Time is one thing that’s not on Mary’s side, though. Tom inexplicably shows up to Mary’s home one night, leading to a series of scenes that don’t add up to anything approximating intrigue. The presentation is dull, the plot is plodding, and the characters are sketches of people we’ve seen in better films.

So what happens? A ghost appears — it/they always do — to haunt both Tom and Stephen. In an act of self-preservation, Mary must fight her own son as he slowly descends into a demonic creature. Tom, I guess, finds salvation.

Concurrent to all of this, Blackburn intersperses one-on-one conversations between Mary and her own psychologist (and, apparently, only friend), Dr. Wilson (Oliver Platt). Wilson insists she’s merely having some exaggerated night terrors, or insomnia. “It’s in your head,” he says. We’ve seen this dialogue before. The condescending doctor insisting to his ailing patient that s/he is, in fact, not ailing. There’s no depth to this material. The kicker? These sessions are had over Skype! The only explanation is that Wilson is one of those pro-bono psychologists.
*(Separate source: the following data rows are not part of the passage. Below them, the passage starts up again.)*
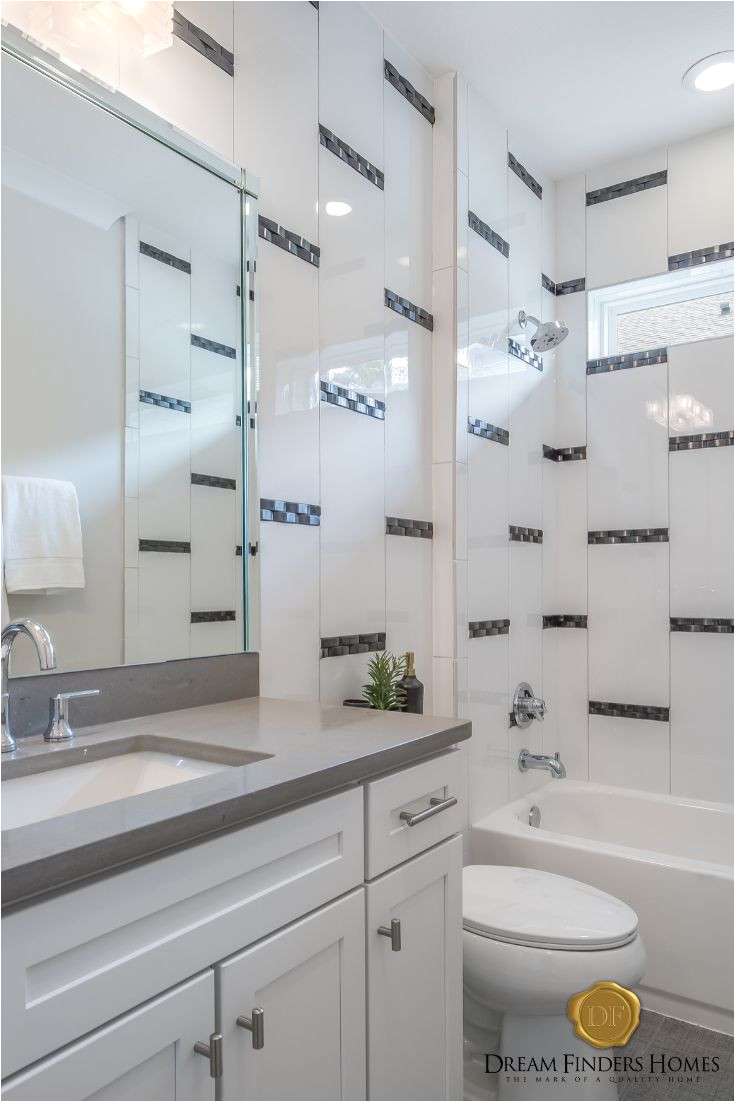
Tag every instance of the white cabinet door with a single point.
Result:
(309, 981)
(414, 994)
(148, 1054)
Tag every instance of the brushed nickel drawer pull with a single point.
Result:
(392, 931)
(256, 1025)
(411, 819)
(213, 1052)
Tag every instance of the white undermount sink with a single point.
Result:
(55, 784)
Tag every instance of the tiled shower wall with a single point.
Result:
(645, 635)
(493, 237)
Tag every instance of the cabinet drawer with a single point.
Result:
(87, 954)
(391, 839)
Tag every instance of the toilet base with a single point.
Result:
(541, 1038)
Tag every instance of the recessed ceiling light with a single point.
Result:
(711, 74)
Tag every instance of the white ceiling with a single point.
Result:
(577, 84)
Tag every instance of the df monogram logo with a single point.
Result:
(604, 1015)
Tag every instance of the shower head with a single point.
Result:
(548, 334)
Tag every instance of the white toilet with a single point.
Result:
(532, 940)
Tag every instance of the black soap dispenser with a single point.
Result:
(412, 687)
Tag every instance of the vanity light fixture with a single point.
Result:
(712, 73)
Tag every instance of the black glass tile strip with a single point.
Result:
(570, 287)
(287, 239)
(627, 187)
(165, 547)
(487, 431)
(519, 535)
(204, 44)
(352, 158)
(352, 400)
(563, 619)
(407, 309)
(564, 454)
(214, 481)
(719, 626)
(165, 258)
(483, 629)
(701, 440)
(644, 358)
(629, 536)
(629, 711)
(403, 526)
(705, 256)
(337, 646)
(520, 352)
(488, 235)
(525, 175)
(290, 512)
(213, 346)
(407, 89)
(150, 398)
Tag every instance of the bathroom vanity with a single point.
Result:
(285, 928)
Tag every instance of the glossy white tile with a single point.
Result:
(702, 738)
(628, 623)
(350, 281)
(353, 568)
(350, 78)
(289, 386)
(276, 89)
(701, 532)
(628, 449)
(290, 628)
(702, 166)
(629, 753)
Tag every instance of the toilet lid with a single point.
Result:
(529, 907)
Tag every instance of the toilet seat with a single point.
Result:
(537, 909)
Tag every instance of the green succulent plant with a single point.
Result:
(384, 690)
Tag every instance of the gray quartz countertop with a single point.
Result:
(313, 751)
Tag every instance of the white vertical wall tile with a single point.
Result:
(353, 527)
(701, 532)
(290, 627)
(350, 77)
(566, 697)
(628, 623)
(350, 280)
(276, 88)
(289, 389)
(570, 216)
(626, 238)
(408, 604)
(629, 753)
(700, 183)
(702, 737)
(408, 419)
(701, 387)
(628, 449)
(182, 85)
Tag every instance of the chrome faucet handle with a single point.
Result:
(58, 725)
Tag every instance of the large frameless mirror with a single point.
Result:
(123, 393)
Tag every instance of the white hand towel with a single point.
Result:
(42, 536)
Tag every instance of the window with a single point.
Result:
(679, 306)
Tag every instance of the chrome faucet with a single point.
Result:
(528, 760)
(46, 660)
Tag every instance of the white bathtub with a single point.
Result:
(670, 859)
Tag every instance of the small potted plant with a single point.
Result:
(384, 690)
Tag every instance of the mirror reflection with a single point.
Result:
(122, 398)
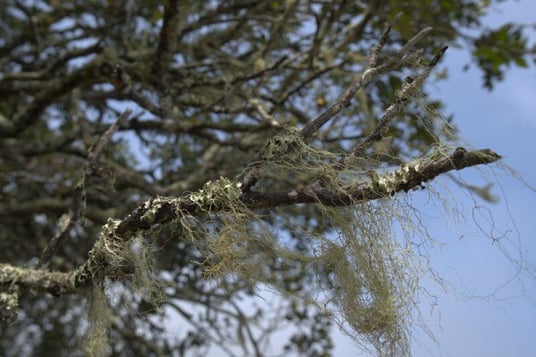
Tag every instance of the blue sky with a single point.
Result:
(491, 311)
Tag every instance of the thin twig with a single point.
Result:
(408, 87)
(68, 221)
(344, 100)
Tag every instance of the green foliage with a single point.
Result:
(214, 86)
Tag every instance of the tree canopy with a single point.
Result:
(161, 163)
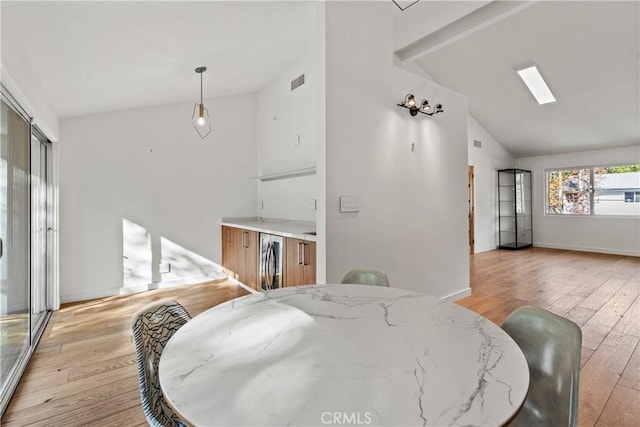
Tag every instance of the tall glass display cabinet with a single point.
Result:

In Skype’s short history, it has never been used effectively in film. That’s because watching two actors pretend to be in different rooms (or states or countries) while they attempt to have a meaningful conversation never works. That Pratt and Watts couldn’t film these sequences — and trust me, there are multiple Skype sessions — in person speaks to the film’s general unwillingness to go the extra mile, to enliven. It doesn’t matter that Mary has to confront the moral reckoning of potentially murdering Stephen to save herself and Tom. It doesn’t matter that Dr. Wilson deeply cares for Mary, and will be prescribing her an anti-depressant that will surely be ineffective in the face of a malevolent menace of a teenager. It doesn’t matter that Stephen is trying to obliterate everyone but his mom because he doesn’t want to be replaced by Tom.

These facts don’t matter because “Shut In” doesn’t care to make them matter. Ideologically, morally, and narratively, the film contains no point of view, no perspective that suggests human beings joined forces to create a piece of art they can stand behind. This week, the film feels like yet another product we didn’t want and but got stuck with anyway.